Nosy Be : le renouvellement urbain, un enjeu pour le développement du tourisme

Les infrastructures publiques de Nosy Be devraient répondre à la forte croissance touristique. Les acteurs du tourisme de l’île au parfum lancent un appel à l’Etat.

Les acteurs du tourisme de Nosy Be lancent un appel à l’Etat pour la réhabilitation, voire l’extension des infrastructures urbaines, de la principale destination touristique à Mad­gascar. Les infrastructures de l’île (routes, voieries et autres équipements) n’arrivent pas répondre à la forte affluence touristique, mais également l’importante augmentation du nombre de la population de Nosy Be, a rapporté Adol­phe Samsi­dine, Président du conseil d’administration (PCA) de l’Office régional du tourisme à Nosy Be (ORTNB).

« Alors que nous menons d’importantes activités de promotion du tourisme à Nosy Be depuis quelques années, nous estimons que les travaux d’entretien de la ville devraient suivre le même rythme afin de préserver cette image paradisiaque qui fait la renommée de Nosy Be ». Pour ce responsable, le renouvellement des infrastructures urbaines à Nosy Be est une nécessité.
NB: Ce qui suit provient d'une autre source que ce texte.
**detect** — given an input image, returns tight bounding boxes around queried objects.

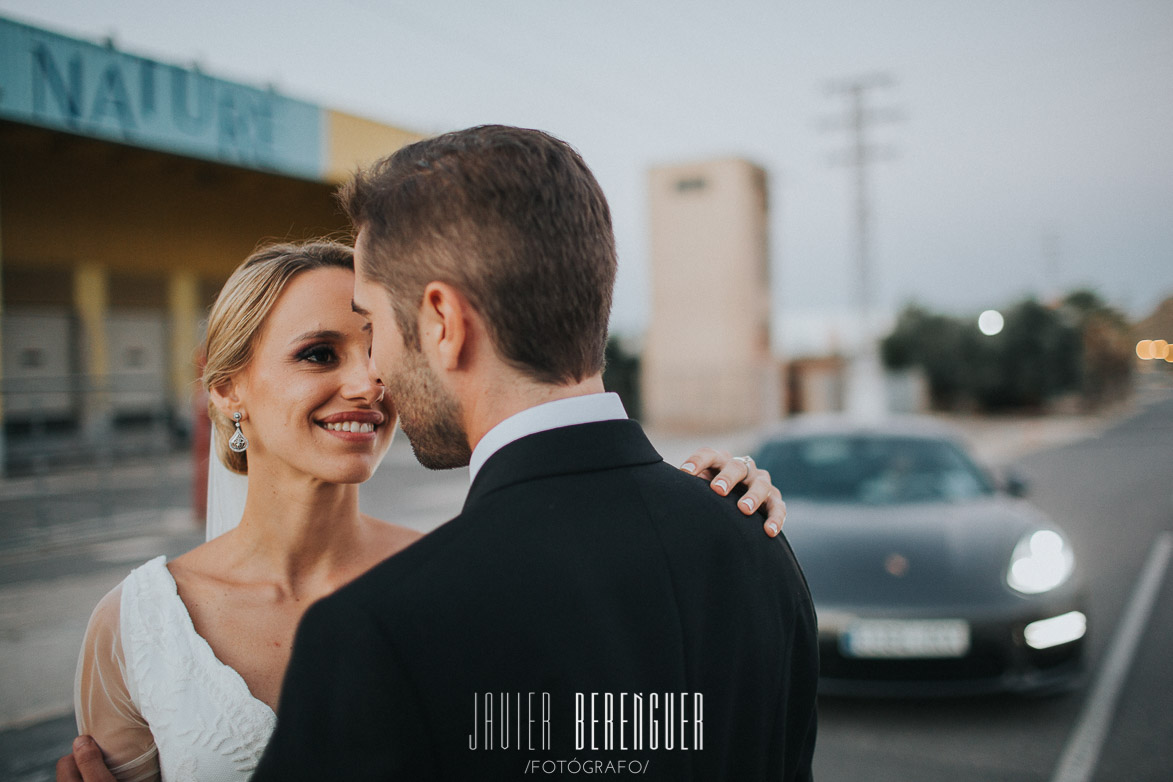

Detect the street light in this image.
[977,310,1006,336]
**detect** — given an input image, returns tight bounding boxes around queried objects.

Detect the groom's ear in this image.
[419,283,476,370]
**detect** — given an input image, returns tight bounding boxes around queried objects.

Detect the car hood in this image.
[785,496,1055,613]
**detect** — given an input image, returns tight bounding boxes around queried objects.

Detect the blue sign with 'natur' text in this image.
[0,19,324,179]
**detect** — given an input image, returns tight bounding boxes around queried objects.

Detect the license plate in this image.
[839,619,969,659]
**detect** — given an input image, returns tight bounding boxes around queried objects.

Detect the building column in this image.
[167,270,199,429]
[74,263,110,440]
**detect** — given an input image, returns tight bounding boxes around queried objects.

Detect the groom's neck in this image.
[462,369,604,450]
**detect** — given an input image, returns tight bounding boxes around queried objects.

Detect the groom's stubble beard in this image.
[386,337,473,470]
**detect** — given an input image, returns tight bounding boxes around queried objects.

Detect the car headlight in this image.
[1006,530,1076,594]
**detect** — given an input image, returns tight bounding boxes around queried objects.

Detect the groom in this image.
[253,127,818,782]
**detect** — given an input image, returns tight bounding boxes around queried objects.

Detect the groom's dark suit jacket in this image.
[253,421,819,782]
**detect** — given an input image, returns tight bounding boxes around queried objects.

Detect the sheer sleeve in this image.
[74,585,160,782]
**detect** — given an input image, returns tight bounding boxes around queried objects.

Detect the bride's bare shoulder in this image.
[167,533,231,580]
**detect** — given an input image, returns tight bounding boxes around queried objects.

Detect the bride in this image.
[57,242,785,782]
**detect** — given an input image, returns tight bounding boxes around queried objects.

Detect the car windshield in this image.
[757,435,994,504]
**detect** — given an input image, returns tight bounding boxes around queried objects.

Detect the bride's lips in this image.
[314,410,387,442]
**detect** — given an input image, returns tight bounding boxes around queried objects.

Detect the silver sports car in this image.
[755,417,1087,696]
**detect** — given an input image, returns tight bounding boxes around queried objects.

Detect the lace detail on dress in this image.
[121,557,277,782]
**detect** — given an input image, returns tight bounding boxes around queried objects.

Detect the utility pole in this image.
[827,74,901,342]
[827,74,901,417]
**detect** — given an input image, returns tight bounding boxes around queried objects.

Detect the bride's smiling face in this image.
[229,268,395,483]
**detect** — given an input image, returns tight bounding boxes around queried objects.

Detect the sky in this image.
[0,0,1173,354]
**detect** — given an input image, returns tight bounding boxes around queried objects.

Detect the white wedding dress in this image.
[74,438,268,782]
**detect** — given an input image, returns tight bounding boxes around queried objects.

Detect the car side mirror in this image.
[1002,470,1030,497]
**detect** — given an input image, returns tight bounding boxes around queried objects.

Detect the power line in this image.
[823,74,903,341]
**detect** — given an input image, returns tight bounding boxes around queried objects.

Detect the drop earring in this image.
[228,413,249,454]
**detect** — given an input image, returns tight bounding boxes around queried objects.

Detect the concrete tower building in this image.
[642,159,781,431]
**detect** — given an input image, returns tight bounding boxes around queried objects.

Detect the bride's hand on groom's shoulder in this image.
[680,448,786,537]
[57,736,115,782]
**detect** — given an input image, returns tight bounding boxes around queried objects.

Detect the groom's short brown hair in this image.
[339,125,616,383]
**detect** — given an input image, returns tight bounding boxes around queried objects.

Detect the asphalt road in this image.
[0,401,1173,782]
[815,401,1173,782]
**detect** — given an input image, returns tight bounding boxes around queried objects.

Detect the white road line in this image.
[1051,531,1173,782]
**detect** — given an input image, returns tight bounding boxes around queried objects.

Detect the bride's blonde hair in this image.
[202,240,354,475]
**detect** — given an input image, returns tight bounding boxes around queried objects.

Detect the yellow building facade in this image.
[0,19,420,468]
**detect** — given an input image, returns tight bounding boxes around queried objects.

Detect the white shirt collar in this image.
[468,392,628,483]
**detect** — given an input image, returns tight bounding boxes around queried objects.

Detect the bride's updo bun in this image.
[203,240,354,475]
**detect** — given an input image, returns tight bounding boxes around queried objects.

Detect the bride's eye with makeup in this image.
[294,345,338,363]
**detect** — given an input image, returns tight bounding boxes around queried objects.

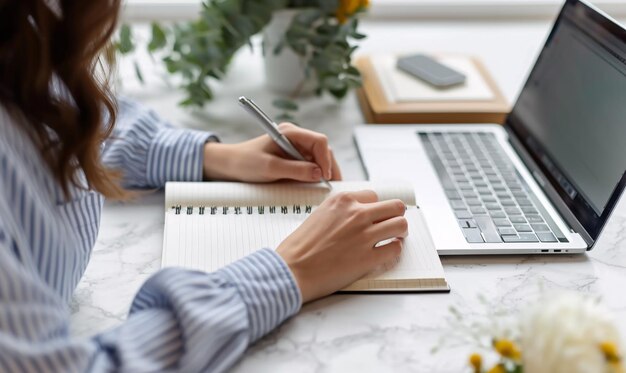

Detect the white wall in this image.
[124,0,626,20]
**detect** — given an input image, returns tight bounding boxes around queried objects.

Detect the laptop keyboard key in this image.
[489,210,506,219]
[531,223,550,232]
[493,219,511,227]
[454,210,472,219]
[513,224,533,232]
[504,206,522,215]
[450,199,466,210]
[461,228,485,243]
[498,227,517,236]
[446,190,461,199]
[526,215,543,223]
[519,233,539,242]
[522,206,539,215]
[470,206,487,215]
[475,216,502,243]
[537,232,558,242]
[502,233,539,242]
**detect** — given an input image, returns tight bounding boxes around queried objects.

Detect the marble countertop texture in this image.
[71,20,626,372]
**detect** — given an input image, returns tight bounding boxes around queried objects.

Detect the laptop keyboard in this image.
[418,132,567,243]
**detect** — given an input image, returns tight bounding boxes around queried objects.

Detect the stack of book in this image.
[355,55,510,123]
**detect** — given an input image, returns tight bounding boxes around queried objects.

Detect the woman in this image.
[0,0,407,372]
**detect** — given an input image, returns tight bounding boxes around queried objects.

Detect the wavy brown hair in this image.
[0,0,126,198]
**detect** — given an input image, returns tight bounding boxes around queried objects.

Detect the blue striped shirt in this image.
[0,100,301,372]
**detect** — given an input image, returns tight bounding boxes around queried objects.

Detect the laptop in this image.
[355,0,626,255]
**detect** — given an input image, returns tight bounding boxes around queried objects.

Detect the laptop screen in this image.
[507,1,626,240]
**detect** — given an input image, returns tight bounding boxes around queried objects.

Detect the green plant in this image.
[116,0,369,119]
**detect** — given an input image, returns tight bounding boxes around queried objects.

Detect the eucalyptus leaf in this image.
[117,24,135,54]
[148,22,167,52]
[133,61,145,84]
[115,0,365,110]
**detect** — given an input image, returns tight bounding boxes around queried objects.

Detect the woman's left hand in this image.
[204,123,341,182]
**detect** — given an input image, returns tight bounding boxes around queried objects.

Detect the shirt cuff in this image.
[146,127,217,185]
[218,249,302,343]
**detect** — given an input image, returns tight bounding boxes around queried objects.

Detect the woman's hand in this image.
[204,123,341,182]
[276,191,408,302]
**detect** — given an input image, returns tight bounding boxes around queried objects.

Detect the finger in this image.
[280,123,332,179]
[366,199,406,223]
[370,239,404,269]
[328,147,343,180]
[267,157,322,183]
[370,216,409,244]
[348,190,378,203]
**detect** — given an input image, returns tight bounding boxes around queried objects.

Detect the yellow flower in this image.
[487,364,506,373]
[493,339,522,360]
[600,342,621,363]
[335,0,370,23]
[470,354,483,373]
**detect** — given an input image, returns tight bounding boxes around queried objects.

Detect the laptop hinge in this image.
[504,125,595,250]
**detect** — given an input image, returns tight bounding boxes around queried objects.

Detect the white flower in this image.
[521,294,619,373]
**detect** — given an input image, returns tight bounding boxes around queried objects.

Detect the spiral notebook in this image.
[161,182,449,292]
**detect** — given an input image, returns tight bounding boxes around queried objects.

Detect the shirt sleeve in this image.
[103,99,218,188]
[0,212,301,372]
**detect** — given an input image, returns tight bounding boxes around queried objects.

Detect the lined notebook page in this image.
[165,181,415,208]
[162,182,447,291]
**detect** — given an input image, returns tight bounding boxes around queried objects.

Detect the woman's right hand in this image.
[276,191,408,303]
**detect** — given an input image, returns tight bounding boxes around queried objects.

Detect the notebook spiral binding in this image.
[172,205,313,215]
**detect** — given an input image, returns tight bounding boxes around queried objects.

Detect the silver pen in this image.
[239,96,333,189]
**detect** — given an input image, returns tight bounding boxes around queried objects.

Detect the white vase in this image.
[263,9,316,96]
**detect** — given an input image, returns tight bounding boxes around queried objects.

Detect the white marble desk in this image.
[72,22,626,372]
Les infrastructures de Nosy Be ont été conçues pour 25.000 habitants. Pour­tant, l’île compte aujourd’hui près de 200.000 habitants, hormis la centaine de milliers de touristes qui y séjournent périodiquement. « Nosy Be connait des embouteillages depuis quel­que temps en raison du mauvais état de la route. Après son arrivée au port, le touriste met dans les 45 minutes pour sortir de la ville alors que le trajet n’a même pas pris un quart d’heure auparavant. Ce genre de situation peut constituer une source d’inconfort pour les touristes », a poursuivi Adolphe Samsi­dine.

Plusieurs sites d’hébergement à formaliser

La forte croissance touristique dans l’île a également fait exploser les activités informelles, essentiellement dans le domaine de l’hébergement. Nosy Be compte près de 3.000 chambres selon les chiffres en date de 2018. Adolphe Samsidine a expliqué en toute franchise que « le nombre de chambres disponibles dans l’île n’arrive pas à suivre les arrivées touristiques, surtout en période de haute saison ».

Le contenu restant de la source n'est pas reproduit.